Утром до переклички я отдал воскресший велосипед Максу, пояснив, что он – для Коли, сына француженки. Макс молча принял его. Нарядный красный велосипед покинул расположение нашего барака. Я немного беспокоился – доедет ли он до Коли?

Завтра, в воскресный полдень я уже занёс было ногу на порог своего барака, но услышал за спиной какой-то странный шум и оглянулся.

Грохот, визг, лай! Первыми прикатились сердитые лохматые комочки – местные собаки. Они задыхались от возмущения. За ними нёсся на красном велосипеде Коля, а следом за ним со свистом бежали босоногие мальчишки. Возле нашего барака вся эта карусель остановилась.

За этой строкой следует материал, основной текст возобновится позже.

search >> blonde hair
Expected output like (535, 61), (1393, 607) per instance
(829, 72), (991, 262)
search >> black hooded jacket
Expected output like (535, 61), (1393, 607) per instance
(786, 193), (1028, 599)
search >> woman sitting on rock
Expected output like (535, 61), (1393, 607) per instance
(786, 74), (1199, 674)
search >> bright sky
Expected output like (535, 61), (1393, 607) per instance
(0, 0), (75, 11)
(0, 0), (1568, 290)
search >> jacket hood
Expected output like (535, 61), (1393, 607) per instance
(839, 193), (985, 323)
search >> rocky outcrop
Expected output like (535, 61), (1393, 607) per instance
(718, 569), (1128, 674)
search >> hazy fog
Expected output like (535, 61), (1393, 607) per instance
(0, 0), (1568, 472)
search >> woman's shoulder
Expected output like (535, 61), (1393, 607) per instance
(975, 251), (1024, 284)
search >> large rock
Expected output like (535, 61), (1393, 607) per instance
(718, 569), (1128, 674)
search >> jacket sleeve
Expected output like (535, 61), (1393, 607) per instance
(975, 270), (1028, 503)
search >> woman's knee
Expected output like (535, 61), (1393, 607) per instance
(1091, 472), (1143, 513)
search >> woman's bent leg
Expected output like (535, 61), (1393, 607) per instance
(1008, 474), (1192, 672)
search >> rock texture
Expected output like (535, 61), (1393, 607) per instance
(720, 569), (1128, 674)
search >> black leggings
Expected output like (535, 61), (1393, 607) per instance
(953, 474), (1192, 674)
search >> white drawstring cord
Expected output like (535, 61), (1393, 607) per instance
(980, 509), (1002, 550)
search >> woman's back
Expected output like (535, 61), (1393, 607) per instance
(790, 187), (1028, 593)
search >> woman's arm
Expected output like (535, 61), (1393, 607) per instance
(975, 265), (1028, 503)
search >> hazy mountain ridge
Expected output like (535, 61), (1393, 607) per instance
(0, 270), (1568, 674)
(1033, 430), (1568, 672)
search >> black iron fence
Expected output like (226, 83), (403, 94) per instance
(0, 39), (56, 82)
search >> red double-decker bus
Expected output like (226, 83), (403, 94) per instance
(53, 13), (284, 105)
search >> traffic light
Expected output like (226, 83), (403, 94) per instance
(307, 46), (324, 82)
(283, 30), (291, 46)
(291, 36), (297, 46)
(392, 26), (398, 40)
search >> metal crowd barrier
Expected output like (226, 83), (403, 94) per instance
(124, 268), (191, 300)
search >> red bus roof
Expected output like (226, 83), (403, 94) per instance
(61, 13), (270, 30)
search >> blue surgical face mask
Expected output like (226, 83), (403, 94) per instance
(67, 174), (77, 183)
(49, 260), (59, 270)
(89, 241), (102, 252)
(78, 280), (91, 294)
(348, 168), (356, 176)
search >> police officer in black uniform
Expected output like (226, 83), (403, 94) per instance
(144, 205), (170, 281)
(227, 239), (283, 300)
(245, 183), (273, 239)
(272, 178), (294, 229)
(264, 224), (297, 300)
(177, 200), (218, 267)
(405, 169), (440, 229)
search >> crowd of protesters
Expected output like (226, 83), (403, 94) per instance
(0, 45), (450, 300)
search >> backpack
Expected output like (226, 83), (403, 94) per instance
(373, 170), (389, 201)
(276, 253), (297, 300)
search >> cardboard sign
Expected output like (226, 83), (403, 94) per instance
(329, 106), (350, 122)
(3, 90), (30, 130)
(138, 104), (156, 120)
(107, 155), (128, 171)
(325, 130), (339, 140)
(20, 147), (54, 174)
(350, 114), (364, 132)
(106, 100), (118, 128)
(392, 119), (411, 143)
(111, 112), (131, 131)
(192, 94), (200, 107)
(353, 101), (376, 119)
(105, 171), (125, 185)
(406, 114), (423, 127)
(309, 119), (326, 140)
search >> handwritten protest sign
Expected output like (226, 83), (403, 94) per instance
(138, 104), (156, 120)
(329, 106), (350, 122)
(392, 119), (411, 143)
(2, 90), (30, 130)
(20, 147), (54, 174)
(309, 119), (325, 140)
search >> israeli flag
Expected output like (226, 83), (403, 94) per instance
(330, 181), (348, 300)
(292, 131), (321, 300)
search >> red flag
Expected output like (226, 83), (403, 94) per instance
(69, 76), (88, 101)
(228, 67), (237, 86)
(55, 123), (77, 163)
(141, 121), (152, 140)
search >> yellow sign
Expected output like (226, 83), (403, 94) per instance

– Спасибо! – завидев меня, издали закричал всегда такой сдержанный Коля. Он раскраснелся, глаза его сияли. Было ясно, как день, что этот человек абсолютно счастлив! Я почувствовал буквально кожей, как просветлело моё худое, серое лицо.

Весёлая процессия испарилась.

Я зашёл в барак и молча зашагал к своей койке.

Мой сосед Хайнц сидел спиной ко мне. Низко нагнувшись, он что-то рассматривал, что-то мелкое, но очень важное. Важное для Хайнца. Заслышав мои шаги, он обрадованно повернулся и протянул ко мне свою широкую крестьянскую ладонь. На ней лежали мёртвые карманные часы. Их тоже убили на войне. И Хайнц надеялся оживить их при помощи моей технической магии. В бараке я прослыл знатным механиком.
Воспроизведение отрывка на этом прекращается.